L'équipe du Yémen n’a pas joué à domicile ces trois dernières années et a dû fuir à bord d'un bateau pour rejoindre le Qatar et participer aux éliminatoires de la Coupe du monde
Les joueurs de l'équipe de football du Yémen dans le golfe d'Aden : partis du Yémen sur un bateau de réfugiés, ils ont rejoint la nation africaine de Djibouti, le 2 juin 2015 (MEE/Mohamed Al-Khamisi)

DOHA – Par une chaude journée de juin, Miroslav Soukup entre dans une salle de conférence de l'hôtel Sheraton de Doha ; il met son téléphone en mode silencieux et se retourne pour faire face à la douzaine d'hommes en survêtement rouge assis devant lui.

« Je vous ferai grâce des détails ; je veux seulement vous dire que nous avons fait de notre mieux.
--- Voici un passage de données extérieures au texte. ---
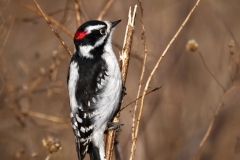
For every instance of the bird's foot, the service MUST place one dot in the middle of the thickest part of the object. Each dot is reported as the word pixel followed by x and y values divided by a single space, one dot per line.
pixel 114 126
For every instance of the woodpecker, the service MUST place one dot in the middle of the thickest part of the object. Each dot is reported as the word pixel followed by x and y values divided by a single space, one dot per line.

Certes, nous avons perdu le match, mais chaque joueur a tout donné de la première à la dernière minute. J'en suis convaincu. »
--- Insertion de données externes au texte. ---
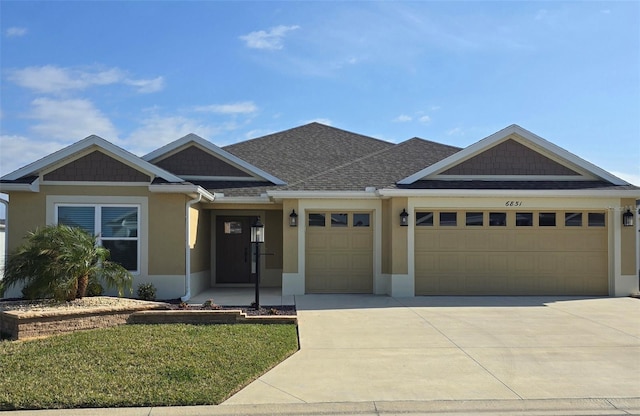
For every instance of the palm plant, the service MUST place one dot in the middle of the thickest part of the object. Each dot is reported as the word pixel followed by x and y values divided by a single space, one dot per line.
pixel 59 261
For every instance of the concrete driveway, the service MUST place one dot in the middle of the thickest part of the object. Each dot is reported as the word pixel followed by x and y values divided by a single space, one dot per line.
pixel 357 348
Miroslav Soukup, entraîneur de football expérimenté venant de République tchèque, est désormais le manager de l'équipe nationale de football du Yémen. Ce pays vient de perdre 1-0 face à la Corée du Nord lors d'un match de qualification à la Coupe du monde, dans l'un des stades flambant neufs de la capitale du Qatar.
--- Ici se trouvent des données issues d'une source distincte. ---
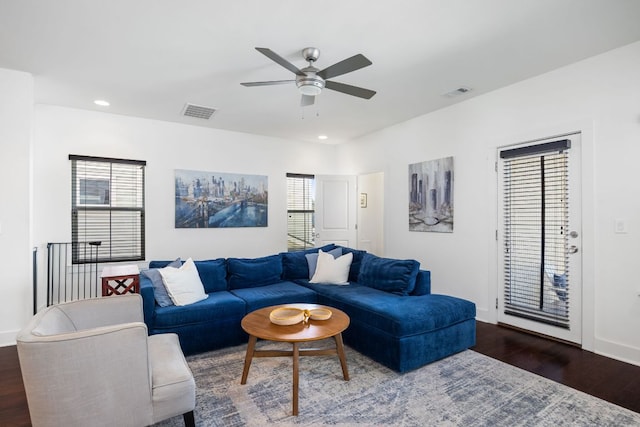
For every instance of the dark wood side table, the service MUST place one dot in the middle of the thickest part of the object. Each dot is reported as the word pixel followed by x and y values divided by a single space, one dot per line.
pixel 120 280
« Ce n'est pas facile pour nous. Je vous l'ai répété maintes fois : nous devons être positifs, tâcher de regarder vers l'avenir. Vous avez surmonté d'énormes obstacles. Inshallah, on peut le faire. »

« Inshallah », ont murmuré les joueurs.

En mai, l'équipe de football du Yémen a attiré l'attention du monde entier quand des photographies publiées sur Facebook ont ​​montré ses joueurs assis sur le pont étroit d'un bateau, aux côtés de dizaines de réfugiés traversant le golfe d'Aden, un dangereux bras de mer entre le Yémen et la Corne de l'Afrique.

En mars, l'Arabie saoudite a lancé une campagne de bombardements contre les Houthis, provoquant une guerre civile et l'arrêt de tout trafic aérien, tant national qu'international. À l'approche des éliminatoires de la Coupe du monde, Miroslav Soukup et son équipe se sont trouvés face à un choix difficile : manquer le match et risquer la disqualification ou tenter la traversée de 18 heures pour rejoindre Djibouti, d'où ils pourraient s'envoler vers le Qatar.

Les joueurs de l'équipe nationale de football du Yémen, assis sur le pont d'un bateau transporteur de bétail, avant son départ du port yéménite de Moka, à destination de la nation africaine de Djibouti, le 4 juin 2015 (MEE/Mohamed Al-Khamisi)

Sur l'une des photographies du bateau, Ala el-Sasi, milieu de terrain de 23 ans, est assis sur le pont, vêtu d'un bermuda, et lève les deux pouces en signe de victoire, pendant que le navire s’éloigne des falaises d'Aden.

« À l'époque, tout cela n'avait rien d'héroïque pour nous », a déclaré Ala. « L'aéroport de Sanaa avait été bombardé, la frontière saoudienne était fermée... Mais pas question pour nous de manquer le match », s'est exclamé Ala el-Sasi. « En tant que footballeurs, nous en avons vu bien d'autres. »

Sur le terrain, des balles…

L'équipe de football du Yémen a rarement fait les manchettes des journaux. Lors de son premier match en tant que club aux Jeux panarabes de 1965 au Caire, elle a perdu 9-0 contre le Soudan. Un an plus tard, en 1966, quand le Yémen s'est qualifié pour les Jeux des Nouvelles Forces Émergentes (GANEFO) – alternative aux Jeux olympiques mise en place par l'Indonésie – elle a perdu 5-3 contre la Palestine, 8-0 contre le Cambodge, 9-0 contre le Vietnam du Nord et 6-0 contre la Chine.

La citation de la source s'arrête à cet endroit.